Two days later, Monroe, returning from work early, does not find his wife at home. Rightly judging that she, most likely, is in a mysterious house, Monroe breaks into the cottage, but finds no one there. But in the room where the mysterious creature with a yellow face was supposed to be, Monroe discovers a photo of his wife, made at his insistence three months ago. Returning home, Monroe gives his wife a charge of violating her promise and leaves the house. After that, Monroe goes to London, for help to Sherlock Holmes.
Extremely interested in this story, Holmes asks Monroe about her first husband, Effi. But Monroe confirms that he saw evidence of his death. Next, Holmes suggests that Monroe return home, carefully follow the strange house, but do not make more attempts to break in there. And Holmes himself promises to come tomorrow with Watson for the final resolution of this mysterious affair.
After leaving Monroe Holmes explains to Watson his vision of this puzzle. Most likely, Effie Monroe’s first husband did not die, but was either mentally ill or leprous. And, probably, someone, knowing this terrible secret, brought her first husband to England, settled him in a cottage and began blackmailing this Effi, extorting money. Such a scenario, according to Holmes’s firm conviction, is the most logical.
The next evening, Holmes and Watson come to Norbury, where they are met by Monroe. He reports that he was following a mysterious house and offers to go there immediately to find out everything. Already before the very door of the cottage, the way to them is blocked by Effie Monroe, who begs her husband not to go in. However, Monroe does not listen to her, and the three of them, together with Holmes and Watson, enter the room on the second floor, where they find a little girl standing with her back in a red dress and long white gloves. When a girl turns her face to them, it becomes clear that the “terrible yellow face” is a mask put on the child.

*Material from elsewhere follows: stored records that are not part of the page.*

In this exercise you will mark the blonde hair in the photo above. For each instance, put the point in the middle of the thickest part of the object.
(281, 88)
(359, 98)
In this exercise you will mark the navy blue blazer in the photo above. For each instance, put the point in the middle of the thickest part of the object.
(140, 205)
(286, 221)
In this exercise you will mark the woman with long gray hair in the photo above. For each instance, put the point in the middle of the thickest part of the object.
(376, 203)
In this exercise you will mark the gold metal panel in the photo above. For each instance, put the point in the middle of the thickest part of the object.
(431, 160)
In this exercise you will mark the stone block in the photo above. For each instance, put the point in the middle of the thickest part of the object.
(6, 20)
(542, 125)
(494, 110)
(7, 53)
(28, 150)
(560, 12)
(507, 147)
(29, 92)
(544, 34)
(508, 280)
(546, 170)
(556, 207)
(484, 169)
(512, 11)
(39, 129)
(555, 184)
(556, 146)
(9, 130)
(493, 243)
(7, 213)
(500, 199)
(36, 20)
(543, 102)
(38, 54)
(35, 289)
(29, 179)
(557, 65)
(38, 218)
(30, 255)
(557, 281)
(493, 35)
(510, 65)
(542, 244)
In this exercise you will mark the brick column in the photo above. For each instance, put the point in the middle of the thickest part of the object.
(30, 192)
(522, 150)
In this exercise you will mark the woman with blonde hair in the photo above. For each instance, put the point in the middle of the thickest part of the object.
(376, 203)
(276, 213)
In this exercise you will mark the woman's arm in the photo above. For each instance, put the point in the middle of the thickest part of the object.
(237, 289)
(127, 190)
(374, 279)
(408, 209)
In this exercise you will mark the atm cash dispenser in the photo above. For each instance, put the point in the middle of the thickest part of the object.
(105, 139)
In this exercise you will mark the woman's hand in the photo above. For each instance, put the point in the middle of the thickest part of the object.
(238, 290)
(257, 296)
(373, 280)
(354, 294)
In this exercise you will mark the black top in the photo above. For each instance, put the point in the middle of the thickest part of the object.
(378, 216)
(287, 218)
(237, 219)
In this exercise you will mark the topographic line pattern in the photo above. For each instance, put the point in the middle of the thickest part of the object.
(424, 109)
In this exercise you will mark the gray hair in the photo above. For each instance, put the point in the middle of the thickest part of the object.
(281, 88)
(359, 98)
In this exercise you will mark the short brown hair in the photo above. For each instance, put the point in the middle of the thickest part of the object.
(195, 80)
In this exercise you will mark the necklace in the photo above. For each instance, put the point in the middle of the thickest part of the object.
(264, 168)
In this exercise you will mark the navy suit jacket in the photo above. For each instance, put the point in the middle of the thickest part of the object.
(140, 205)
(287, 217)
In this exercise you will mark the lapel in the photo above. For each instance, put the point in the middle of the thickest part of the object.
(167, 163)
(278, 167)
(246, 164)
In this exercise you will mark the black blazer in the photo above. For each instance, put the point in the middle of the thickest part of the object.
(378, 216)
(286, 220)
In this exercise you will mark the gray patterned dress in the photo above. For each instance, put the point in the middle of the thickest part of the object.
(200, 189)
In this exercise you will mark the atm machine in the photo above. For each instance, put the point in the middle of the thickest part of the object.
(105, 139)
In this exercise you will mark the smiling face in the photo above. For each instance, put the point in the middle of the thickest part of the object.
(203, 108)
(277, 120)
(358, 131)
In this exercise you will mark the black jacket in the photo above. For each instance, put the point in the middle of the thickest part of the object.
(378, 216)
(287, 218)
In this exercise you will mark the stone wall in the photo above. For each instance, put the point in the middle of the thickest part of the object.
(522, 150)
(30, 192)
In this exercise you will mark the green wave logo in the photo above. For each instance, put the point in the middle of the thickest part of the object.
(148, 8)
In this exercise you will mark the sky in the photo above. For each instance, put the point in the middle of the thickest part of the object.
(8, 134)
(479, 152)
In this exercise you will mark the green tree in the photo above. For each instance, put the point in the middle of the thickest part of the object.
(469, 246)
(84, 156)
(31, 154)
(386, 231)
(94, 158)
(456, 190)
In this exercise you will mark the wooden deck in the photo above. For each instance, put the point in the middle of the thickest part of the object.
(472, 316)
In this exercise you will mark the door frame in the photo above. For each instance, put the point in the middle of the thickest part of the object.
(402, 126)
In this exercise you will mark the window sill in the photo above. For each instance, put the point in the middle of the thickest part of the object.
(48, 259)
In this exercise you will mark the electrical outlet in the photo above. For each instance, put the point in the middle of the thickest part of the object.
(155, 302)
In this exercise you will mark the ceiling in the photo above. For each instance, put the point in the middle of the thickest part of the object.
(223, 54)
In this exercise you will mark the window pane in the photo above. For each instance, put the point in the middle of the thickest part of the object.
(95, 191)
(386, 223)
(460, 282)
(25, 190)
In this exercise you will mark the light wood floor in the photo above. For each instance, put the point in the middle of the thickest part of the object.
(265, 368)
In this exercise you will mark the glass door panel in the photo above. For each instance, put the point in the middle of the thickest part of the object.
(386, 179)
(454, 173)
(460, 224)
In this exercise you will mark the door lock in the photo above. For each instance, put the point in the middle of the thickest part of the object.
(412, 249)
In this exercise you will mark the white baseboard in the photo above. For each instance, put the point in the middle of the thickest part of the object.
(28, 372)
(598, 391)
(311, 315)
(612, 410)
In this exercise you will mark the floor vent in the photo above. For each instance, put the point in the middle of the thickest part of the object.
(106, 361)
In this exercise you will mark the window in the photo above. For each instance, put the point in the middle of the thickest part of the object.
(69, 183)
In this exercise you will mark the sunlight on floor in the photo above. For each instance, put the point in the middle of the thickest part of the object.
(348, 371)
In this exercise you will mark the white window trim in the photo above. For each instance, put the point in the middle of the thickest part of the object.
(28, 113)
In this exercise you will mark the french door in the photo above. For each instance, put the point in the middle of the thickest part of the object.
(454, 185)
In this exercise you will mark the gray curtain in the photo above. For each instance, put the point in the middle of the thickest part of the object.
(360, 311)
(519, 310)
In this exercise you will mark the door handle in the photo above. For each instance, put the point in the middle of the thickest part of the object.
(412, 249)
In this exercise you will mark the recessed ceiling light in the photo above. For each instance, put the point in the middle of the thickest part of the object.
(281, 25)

Holmes removes the mask from the girl and it turns out that the girl is a Negress.
Entered by Effie Monroe explains everything. This is her daughter from the first marriage, which survived during the epidemic of fever and which Effy secretly brought from the US, because she was very missed by her little daughter. Effi settled her daughter along with a faithful servant next to her in the cottage. John Hebron, Effie’s first husband, was a Negro, and at that time, because of racial prejudice, marriage between people with different skin color was considered shameful, as was the presence of a “white” woman with a “black” child. But Mr. Monroe behaves extremely nobly, he takes the girl and his wife by the hand and offers to talk about everything at home. It is obvious that the shaken marriage was safely restored and a small Negro woman will find in Monroe’s face her second father.

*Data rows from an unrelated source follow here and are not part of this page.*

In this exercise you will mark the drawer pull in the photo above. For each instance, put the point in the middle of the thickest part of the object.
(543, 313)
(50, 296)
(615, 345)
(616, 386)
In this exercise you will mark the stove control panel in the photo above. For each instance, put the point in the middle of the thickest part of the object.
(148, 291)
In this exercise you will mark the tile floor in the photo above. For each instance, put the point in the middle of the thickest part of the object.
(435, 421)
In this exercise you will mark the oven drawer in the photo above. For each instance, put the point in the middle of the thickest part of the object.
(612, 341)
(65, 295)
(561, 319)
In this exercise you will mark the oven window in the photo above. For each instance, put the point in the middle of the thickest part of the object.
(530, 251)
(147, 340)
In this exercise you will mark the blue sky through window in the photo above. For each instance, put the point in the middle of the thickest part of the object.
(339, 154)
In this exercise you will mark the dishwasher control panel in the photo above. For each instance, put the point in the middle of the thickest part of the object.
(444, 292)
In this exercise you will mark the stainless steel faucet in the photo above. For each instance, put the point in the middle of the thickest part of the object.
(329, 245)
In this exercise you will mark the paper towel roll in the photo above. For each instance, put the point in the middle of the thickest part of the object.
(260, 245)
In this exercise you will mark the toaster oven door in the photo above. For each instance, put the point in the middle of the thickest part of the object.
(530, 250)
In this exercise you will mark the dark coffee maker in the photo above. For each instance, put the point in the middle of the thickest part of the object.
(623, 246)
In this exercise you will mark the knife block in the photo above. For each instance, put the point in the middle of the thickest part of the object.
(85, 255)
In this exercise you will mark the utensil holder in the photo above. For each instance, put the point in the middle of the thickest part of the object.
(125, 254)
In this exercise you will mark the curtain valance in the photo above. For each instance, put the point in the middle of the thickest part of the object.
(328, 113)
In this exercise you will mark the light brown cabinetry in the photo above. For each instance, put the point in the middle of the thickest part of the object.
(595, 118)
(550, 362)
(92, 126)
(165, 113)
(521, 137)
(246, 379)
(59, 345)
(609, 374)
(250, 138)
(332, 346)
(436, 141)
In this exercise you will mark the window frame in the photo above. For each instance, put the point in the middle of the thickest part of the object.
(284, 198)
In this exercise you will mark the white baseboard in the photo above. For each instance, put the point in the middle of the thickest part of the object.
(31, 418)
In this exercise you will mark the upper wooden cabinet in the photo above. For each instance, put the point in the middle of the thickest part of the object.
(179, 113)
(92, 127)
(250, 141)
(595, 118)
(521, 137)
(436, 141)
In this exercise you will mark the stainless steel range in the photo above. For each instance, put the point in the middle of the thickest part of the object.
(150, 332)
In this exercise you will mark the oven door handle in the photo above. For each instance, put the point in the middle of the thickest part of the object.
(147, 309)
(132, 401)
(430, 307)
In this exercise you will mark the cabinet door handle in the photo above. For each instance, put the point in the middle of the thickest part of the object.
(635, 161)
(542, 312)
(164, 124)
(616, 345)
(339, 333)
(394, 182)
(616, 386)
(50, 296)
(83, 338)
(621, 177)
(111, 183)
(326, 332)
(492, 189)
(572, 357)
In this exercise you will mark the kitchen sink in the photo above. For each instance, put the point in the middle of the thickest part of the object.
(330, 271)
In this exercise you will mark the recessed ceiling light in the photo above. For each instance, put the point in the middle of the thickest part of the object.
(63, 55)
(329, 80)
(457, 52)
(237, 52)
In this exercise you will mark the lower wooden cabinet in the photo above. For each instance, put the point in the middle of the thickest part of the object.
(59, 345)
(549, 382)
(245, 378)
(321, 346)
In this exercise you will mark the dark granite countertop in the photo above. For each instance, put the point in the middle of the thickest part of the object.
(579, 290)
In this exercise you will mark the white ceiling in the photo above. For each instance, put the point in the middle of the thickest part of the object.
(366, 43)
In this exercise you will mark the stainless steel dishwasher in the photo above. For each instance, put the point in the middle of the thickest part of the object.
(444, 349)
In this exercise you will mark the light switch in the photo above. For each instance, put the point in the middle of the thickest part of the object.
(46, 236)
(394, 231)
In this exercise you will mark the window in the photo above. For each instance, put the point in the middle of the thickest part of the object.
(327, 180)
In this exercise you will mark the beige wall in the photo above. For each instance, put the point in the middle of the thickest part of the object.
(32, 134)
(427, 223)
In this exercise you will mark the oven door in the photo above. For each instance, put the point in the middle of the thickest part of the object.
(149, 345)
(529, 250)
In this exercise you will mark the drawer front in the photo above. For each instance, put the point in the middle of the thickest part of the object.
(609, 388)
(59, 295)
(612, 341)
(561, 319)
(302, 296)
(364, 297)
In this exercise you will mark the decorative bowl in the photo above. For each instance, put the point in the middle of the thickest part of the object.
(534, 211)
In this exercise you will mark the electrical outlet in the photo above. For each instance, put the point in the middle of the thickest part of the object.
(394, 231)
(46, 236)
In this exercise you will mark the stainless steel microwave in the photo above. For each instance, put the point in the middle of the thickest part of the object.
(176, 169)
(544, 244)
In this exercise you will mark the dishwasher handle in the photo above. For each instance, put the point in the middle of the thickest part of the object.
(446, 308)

Holmes invites Watson to quietly retire, and already after returning home asks Watson to remind him of this case, if suddenly Watson appears that Holmes either relies too much on his abilities or does not conduct a thorough investigation of any riddle. So Holmes makes it clear that even a great detective can sometimes be mistaken, and that even a great detective needs to be reminded of this occasionally.